Quando non potevi sfogliare una rivista di videogiochi in presenza di qualcuno più grande di te, figuriamoci andare in giro coi manga sotto gli occhi indagatori e giudicanti di un passante qualunque.

Quando le cose te le dovevi andare a cercare col lanternino, non le trovavi con un tasto magico.

Quando sul nastro trasportatore del supermercato rovesciavi una valanga di libri “sconvenienti”: Clive Barker, Stephen King, fantascienza a caso. Una volta, però, ho trovato una cassiera che era dalla nostra parte.

Quando, qualche anno dopo, uscire dalla proiezione di un anime era più disdicevole che farsi vedere alla biglietteria di una sala vietata ai minori. Quando Guerre Stellari e X-Files, quando l'aeromodellismo...

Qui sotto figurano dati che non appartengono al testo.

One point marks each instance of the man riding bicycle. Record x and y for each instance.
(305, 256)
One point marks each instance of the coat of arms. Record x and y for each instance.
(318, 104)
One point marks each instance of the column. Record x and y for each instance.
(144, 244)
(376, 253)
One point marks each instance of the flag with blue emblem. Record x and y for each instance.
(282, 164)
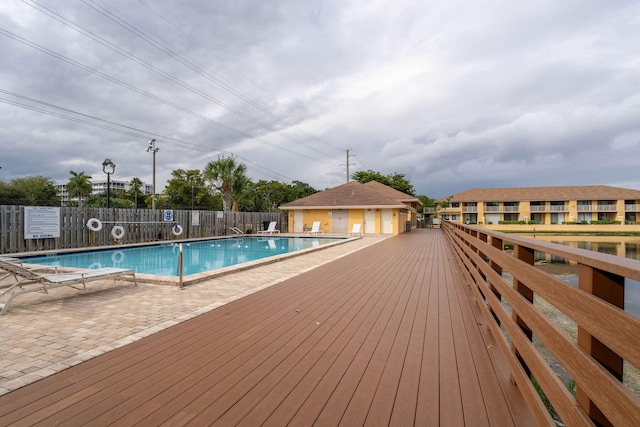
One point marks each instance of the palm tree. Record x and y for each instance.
(227, 177)
(79, 185)
(134, 186)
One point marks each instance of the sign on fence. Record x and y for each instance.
(41, 222)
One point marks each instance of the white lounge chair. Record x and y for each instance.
(29, 280)
(355, 231)
(315, 228)
(271, 229)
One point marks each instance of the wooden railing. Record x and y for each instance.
(506, 286)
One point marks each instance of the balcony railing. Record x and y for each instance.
(607, 336)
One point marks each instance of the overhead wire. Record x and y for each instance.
(122, 21)
(142, 92)
(170, 77)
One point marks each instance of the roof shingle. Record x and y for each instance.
(589, 192)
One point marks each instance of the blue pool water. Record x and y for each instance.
(197, 256)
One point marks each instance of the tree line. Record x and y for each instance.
(222, 186)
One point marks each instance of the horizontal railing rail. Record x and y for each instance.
(607, 208)
(506, 286)
(558, 208)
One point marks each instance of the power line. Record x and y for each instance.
(127, 130)
(153, 68)
(118, 18)
(142, 92)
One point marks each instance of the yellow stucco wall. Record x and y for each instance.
(355, 216)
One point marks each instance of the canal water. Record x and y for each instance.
(622, 246)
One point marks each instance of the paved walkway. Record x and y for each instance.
(388, 335)
(44, 334)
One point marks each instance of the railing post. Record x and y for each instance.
(526, 255)
(609, 287)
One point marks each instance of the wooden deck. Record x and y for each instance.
(385, 336)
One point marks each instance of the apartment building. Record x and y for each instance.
(544, 205)
(100, 186)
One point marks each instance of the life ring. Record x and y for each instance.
(117, 232)
(94, 224)
(117, 257)
(176, 230)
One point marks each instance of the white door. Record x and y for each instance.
(387, 221)
(369, 222)
(298, 225)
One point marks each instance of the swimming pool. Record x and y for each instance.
(198, 257)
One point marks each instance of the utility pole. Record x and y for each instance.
(349, 164)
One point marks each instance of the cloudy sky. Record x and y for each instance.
(453, 94)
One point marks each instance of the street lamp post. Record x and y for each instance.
(108, 164)
(192, 194)
(152, 148)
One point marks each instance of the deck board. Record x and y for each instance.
(388, 335)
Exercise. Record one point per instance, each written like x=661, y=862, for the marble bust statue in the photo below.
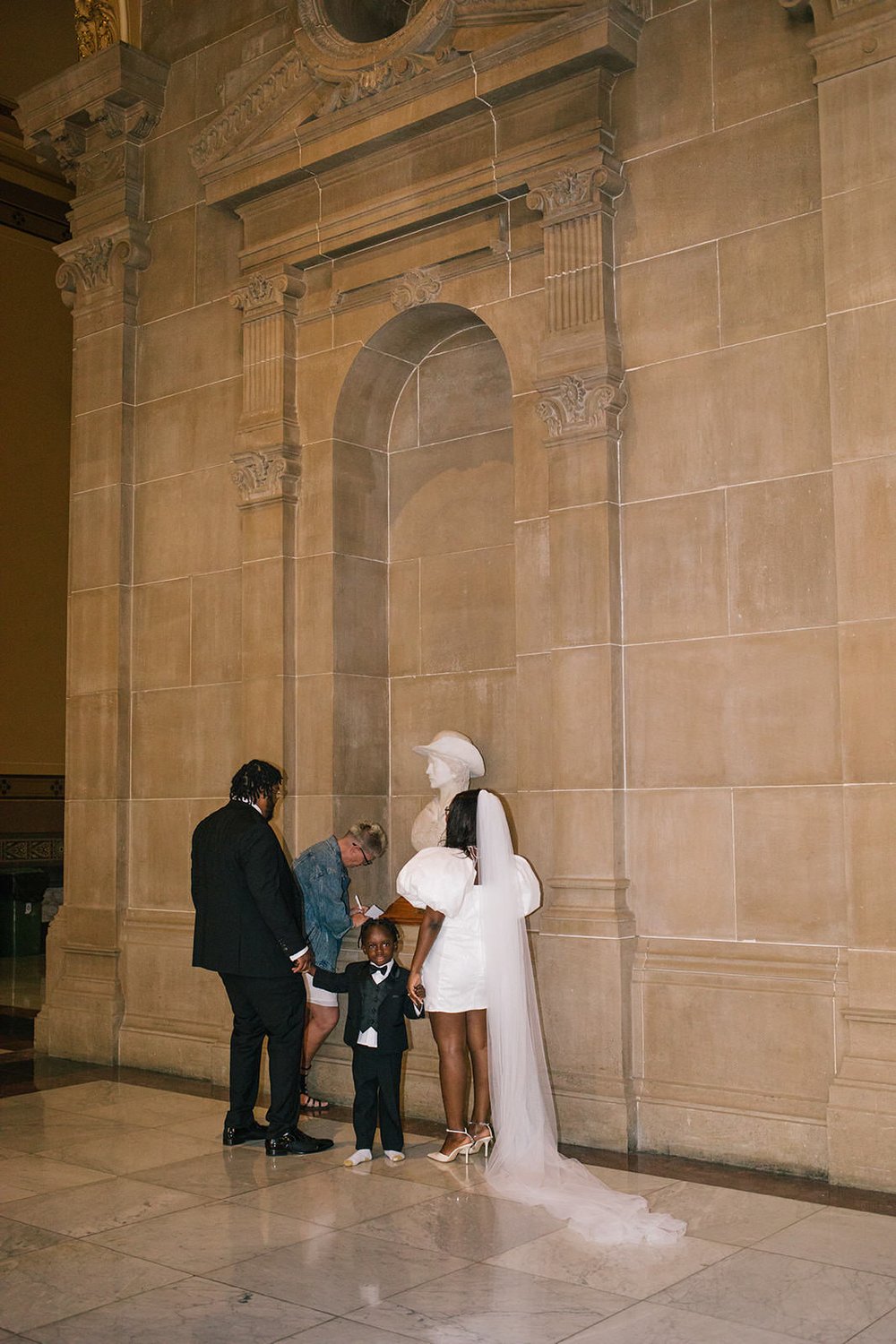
x=452, y=761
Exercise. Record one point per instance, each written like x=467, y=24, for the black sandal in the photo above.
x=314, y=1105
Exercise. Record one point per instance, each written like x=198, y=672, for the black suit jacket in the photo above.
x=392, y=1032
x=249, y=906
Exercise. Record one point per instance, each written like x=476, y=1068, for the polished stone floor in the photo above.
x=123, y=1220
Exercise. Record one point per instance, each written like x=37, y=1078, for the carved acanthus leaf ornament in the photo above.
x=99, y=263
x=381, y=78
x=416, y=288
x=263, y=292
x=265, y=476
x=576, y=406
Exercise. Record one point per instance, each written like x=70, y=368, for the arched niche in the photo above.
x=425, y=572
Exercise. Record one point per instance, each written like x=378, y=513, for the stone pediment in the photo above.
x=355, y=58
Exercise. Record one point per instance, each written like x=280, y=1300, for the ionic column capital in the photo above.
x=576, y=188
x=582, y=406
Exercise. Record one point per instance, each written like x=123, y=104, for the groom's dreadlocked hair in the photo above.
x=254, y=779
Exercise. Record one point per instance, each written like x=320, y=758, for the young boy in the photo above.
x=378, y=1005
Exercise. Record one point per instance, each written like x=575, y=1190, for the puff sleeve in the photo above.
x=437, y=876
x=528, y=884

Quando si era una minoranza, insomma, quando noi eravamo piccoli e gli altri erano grandi, poi siamo cresciuti. Quelli più grandi di noi, ovviamente, ci sono ancora, ma siamo diventati abbastanza da comprenderci a vicenda, almeno all'interno delle nostre passioni. Quei figli ora sono diventati padri, insomma; io no, sono solo diventato più vecchio e anche questo va bene così.

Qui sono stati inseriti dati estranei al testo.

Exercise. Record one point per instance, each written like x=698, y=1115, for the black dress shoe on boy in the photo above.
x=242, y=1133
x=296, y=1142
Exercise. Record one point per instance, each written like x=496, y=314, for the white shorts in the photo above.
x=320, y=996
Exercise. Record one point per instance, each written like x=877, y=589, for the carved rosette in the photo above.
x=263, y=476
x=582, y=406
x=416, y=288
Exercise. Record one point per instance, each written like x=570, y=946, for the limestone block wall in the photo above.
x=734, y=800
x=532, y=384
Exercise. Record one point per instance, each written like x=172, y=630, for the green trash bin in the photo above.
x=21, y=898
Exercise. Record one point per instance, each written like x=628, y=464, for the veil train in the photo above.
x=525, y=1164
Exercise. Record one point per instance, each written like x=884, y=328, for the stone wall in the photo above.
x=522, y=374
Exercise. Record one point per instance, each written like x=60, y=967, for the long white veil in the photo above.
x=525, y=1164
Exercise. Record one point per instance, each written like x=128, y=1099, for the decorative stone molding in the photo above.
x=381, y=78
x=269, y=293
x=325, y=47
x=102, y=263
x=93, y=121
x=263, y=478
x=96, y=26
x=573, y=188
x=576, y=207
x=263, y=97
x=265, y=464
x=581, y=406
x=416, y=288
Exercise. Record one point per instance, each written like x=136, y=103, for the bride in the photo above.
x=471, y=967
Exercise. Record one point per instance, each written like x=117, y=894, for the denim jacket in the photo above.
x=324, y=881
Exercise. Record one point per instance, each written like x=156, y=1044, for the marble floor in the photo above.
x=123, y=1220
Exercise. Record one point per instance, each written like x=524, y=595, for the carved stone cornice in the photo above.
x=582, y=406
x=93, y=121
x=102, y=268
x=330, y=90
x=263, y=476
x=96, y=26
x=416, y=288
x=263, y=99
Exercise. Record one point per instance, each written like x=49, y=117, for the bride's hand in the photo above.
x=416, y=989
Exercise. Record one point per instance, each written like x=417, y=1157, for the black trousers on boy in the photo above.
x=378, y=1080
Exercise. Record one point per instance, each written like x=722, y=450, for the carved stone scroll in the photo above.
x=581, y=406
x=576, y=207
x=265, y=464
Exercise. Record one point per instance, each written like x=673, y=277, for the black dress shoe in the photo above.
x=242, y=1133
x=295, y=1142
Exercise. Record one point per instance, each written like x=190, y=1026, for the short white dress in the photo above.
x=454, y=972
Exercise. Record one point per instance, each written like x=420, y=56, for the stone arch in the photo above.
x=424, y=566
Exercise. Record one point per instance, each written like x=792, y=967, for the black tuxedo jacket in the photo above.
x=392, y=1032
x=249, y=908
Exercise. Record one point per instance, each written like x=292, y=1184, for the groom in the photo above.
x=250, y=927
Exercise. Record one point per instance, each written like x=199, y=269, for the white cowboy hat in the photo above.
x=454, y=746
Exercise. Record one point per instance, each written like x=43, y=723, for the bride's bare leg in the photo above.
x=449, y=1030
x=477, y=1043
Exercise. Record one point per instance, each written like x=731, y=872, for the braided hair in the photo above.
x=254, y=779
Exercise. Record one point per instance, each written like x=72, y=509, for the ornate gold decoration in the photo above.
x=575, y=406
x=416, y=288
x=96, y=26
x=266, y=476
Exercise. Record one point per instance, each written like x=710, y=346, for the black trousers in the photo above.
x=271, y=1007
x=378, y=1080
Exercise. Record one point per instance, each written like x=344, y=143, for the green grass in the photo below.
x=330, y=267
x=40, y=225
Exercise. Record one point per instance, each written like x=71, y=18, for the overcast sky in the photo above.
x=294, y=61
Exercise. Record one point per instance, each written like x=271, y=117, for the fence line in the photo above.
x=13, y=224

Quando arriva la vita vera, che è come schiantarsi contro un muro, certe cose cambiano. Quando non trovi un lavoro o ne trovi uno da schiavo, quando i genitori invecchiano, si ammalano e peggio, quando il mondo che va a rotoli non sembra essere lontano come prima, quando capisci di riuscire appena a tenerti appena a galla nel presente e l'unica certezza del futuro è che non ne hai uno, ti passa la voglia di perderti in un videogioco, cadere tra le pagine di un libro. Seguire una serie diventa sempre meno attraente, anche la musica non suona più come prima e astrarsi dalle miserie quotidiane diventa impossibile, difficilissimo nel più paradisiaco degli scenari.

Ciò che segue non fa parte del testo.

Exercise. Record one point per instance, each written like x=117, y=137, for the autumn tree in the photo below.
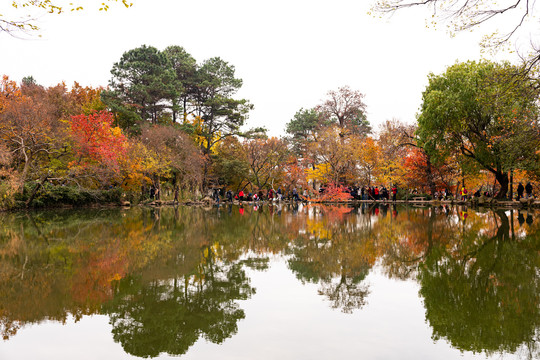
x=29, y=128
x=369, y=159
x=345, y=107
x=99, y=146
x=476, y=110
x=265, y=157
x=465, y=15
x=231, y=166
x=28, y=22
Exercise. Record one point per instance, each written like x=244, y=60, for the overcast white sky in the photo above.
x=289, y=53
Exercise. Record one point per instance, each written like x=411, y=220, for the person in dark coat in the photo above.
x=521, y=188
x=528, y=190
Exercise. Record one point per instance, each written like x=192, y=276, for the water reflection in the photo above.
x=167, y=277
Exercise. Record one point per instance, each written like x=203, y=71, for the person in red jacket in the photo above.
x=394, y=192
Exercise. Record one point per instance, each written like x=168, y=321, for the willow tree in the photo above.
x=480, y=112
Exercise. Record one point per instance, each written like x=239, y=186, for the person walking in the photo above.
x=175, y=201
x=528, y=190
x=520, y=190
x=295, y=195
x=241, y=195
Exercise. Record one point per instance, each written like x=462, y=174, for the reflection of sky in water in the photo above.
x=284, y=320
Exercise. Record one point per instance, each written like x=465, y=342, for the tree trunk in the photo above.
x=34, y=192
x=511, y=196
x=431, y=183
x=502, y=179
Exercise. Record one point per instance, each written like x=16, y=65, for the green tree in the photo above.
x=222, y=115
x=346, y=108
x=184, y=66
x=302, y=129
x=481, y=112
x=143, y=83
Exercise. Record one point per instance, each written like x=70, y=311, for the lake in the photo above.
x=270, y=282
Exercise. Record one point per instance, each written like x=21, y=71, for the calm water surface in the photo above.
x=273, y=282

E così, proprio ora che potrei confondermi tra la nuova folla, con la diluizione della definizione di nerd a livelli omeopatici, so per certo di non far parte più della categoria. Non ho più la capacità di dedicarmi totalmente a certi argomenti, vivisezionarli, capirli profondamente, viverli, goderne. Non ricordo le storie, tantomeno i particolari, non ricordo i nomi; non ho la curiosità, il tempo libero (dalle preoccupazioni) da dedicare alla scoperta e alla riscoperta, sono fuori tempo massimo per i videogiochi moderni, i libri sono diventati noiosi dopo averne letti così tanti, l'estetica video contemporanea solitamente mi allontana, l'all you can eat del sistema abbonamento mi dà solo la nausea e non capisco come faccia la gente a guardare 300 serie tv 300 film giocare a 300 videogiochi da 300 ore nel solo mese di febbraio, che è ancora di 28 giorni salvo bisestili, come lo era quando ero nerd io, quando era brutto sentirsi apostrofare così.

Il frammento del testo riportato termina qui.